Videoda 50-140 ve 56 mm lensi birlikte kullandım. Çoğunlukla AFS olarak çekim yaptım.

X-T4’ü donanım ve yazılım olarak iki ayrı kategoride değerlendirmek istiyorum. Öncelikle donanımdan başlayalım.

DONANIM

  • Görüntü sabitleme özelliği (IBIS)
  • Kapasitesi artan yeni pil sistemi
  • LCD’de ki tasarım değişikliği (flexy)
  • Yeni perde sistemi
  • Fotoğraf ve Video ayrımı için yeni çark (Still&Movie)

Bunlar öne çıkan donanım yenilikleri. Vizör lastiği, grip çıkıntısı gibi başkaca küçük tasarımsal  yenilikler de var ama öne çıkanlar bu yazdıklarım. Yeni bir işlemci ve yeni bir sensör yok. X-T3’deki sensör ve işlemci kullanılıyor. Ancak Auto Focus başta olmak üzere her parametrede iyileştirmeler söz konusu. Bütün bu iyileştirmeler bir tarafa, IBIS bir tarafa. Çünkü yeni bir Fujifilm fotoğraf makinası alacağınız zaman X-T3 ile X-T4 arasında kararsız kaldığınız da belirleyici olarak asıl etken görüntü sabitleme olacaktır. Diğer iyileştirmeler IBIS’den sonra gelecektir.   Fujifilm daha çok lensler üzerinden görüntü sabitleme stratejisi uyguluyordu. Ancak kullanıcılardan gelen talepler neticesinde gövde üzerinde de bunu artık standart haline getirecek gibi görünüyor. Daha önce X-H1 ile IBIS’i gövde üzerinde kullanmıştı. Ama IBIS donanımı büyük olduğu için makinayı da büyütmüştü. Şu anki kullanılan sistem fotoğraf makinasının boyutlarında anlamlı bir değişikliğe yol açmamış. Hemen hemen X-T3 ile benzer bir ergonomi sunuyor. IBIS bana göre oldukça geç kalınmış bir iyileştirme. 6.5 stop görüntü sabitleme sunan bir donanımı oldukça küçük ebatlarda sensöre entegre etmekten kaynaklı bir gecikme olduğu söyleniyor. Anladığım kadarıyla Fujifilm fotoğraf makinasının boyutlarını büyütmek istemiyor. Çünkü aynasız makinaları tercih eden insanlar için hala en önemli öncelik küçük boyutlarda olmaları.

Fujifilm X-T4

IBIS etkili  çalışıyor mu?  Bu yazıyı okumadan önce ya da okuduktan sonra muhtemelen YouTube üzerinde birçok karşılaştırmalı IBIS videolarına bakacak ve X-T4’ün gerçekten de harika bir sabitleme sunduğuna şahit olacaksınız. Sadece video çekerken değil fotoğraf çekerken de ciddi bir konfor yaratacak. 1 saniyede bile elde çekimler yapılabileceğini  göreceksiniz. En önemlisi de sabit odaklı lensleri 6.5 stop gibi iddialı  bir sabitleme yeteneği ile kullanabileceksiniz. Fujifilm’e ait  29 lensin 18’ini 6.5 stop, geri kalanında ise 5 stop olarak bir performans gösterecek. X-T4 ün en önemli özelliği bu olmasına rağmen sizlerle paylaşabilecek çekimlerim olmadı. Bu özelliği test etmek için farklı bir kurgu düşünüyordum. Ama sosyal mesafe kaynaklı nedenlerden dolayı bunu gerçekleştiremedim. Aşağıdaki videoda 23 mm 1.4 ile yatıyım 15 saniyelik takibi izleyebilirsiniz. Bana oldukça tatminkar geldi. Siz de yorumlarınızı aşağıya ekleyebilirsiniz.
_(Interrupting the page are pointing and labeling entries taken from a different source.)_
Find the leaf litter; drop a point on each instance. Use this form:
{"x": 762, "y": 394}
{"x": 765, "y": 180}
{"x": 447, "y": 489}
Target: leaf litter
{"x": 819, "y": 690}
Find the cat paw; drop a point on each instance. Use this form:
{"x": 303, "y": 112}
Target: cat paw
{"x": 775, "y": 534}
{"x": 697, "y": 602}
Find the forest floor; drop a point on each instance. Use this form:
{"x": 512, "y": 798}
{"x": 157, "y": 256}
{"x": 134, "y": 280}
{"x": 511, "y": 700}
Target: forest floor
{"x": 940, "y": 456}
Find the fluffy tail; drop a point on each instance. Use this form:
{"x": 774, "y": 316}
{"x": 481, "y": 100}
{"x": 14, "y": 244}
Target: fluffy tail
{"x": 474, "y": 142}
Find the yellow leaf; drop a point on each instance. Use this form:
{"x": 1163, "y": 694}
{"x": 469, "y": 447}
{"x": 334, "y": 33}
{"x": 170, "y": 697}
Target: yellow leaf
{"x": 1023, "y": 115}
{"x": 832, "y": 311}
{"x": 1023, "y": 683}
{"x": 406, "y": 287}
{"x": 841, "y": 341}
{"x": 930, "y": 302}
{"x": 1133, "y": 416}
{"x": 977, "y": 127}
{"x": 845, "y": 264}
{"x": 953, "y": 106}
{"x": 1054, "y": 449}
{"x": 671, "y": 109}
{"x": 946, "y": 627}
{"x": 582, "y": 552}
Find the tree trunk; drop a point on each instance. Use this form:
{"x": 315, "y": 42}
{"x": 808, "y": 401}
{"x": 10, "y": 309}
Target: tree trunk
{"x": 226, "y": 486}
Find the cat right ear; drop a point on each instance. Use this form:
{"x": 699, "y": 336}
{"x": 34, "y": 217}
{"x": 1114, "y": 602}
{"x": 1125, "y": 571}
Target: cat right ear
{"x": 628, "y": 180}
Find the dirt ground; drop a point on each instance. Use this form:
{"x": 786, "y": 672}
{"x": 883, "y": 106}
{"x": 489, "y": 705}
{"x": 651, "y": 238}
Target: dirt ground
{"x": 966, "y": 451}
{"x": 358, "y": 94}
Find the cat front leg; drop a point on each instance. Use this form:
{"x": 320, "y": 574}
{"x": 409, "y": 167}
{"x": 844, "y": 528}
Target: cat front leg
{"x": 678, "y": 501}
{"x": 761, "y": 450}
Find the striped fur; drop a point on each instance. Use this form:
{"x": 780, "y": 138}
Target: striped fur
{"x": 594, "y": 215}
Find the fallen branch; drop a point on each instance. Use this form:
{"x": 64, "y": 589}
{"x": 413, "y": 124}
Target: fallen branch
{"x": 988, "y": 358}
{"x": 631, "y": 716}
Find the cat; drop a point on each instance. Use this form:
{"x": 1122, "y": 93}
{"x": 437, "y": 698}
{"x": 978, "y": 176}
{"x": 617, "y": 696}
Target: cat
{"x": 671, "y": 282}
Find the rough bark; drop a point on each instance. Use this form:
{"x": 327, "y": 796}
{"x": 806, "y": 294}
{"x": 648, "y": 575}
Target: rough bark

X-T4 ile yürüyerek video çekilebilir mi?  Bir gimbal gibi pürüzsüz olmadığını söyleyebilirim. Ama kontrollü adım atarak doğal bir takip yapılabilir. Projelerinizde kullanacağınız 5-10 saniyelik takip sahneleri için yeterli olacaktır. Ama daha uzun pürüzsüz takipler için gimbal gerekecektir. Ben gimbal kullanmayı pek tercih etmiyorum. X-T4 bana tek başına yetecektir. Projelerinde uzun planlarlar kullanmayanlar için gayet tatmin edici sonuçlar veriyor.  Bu arada videoyu daha da stabil yapmak için DIS yani  “dijital görüntü sabitleme” isimli bir özellik daha var. Donanımsal olarak yapılan sabitlemeyi eş zamanlı görüntüyü kırparak daha da pürüzsüz hale getiriyor. Bu özellik kullanıldığında görüntü biraz kırpılıyor. Hareketli takipler için kullanılabilir.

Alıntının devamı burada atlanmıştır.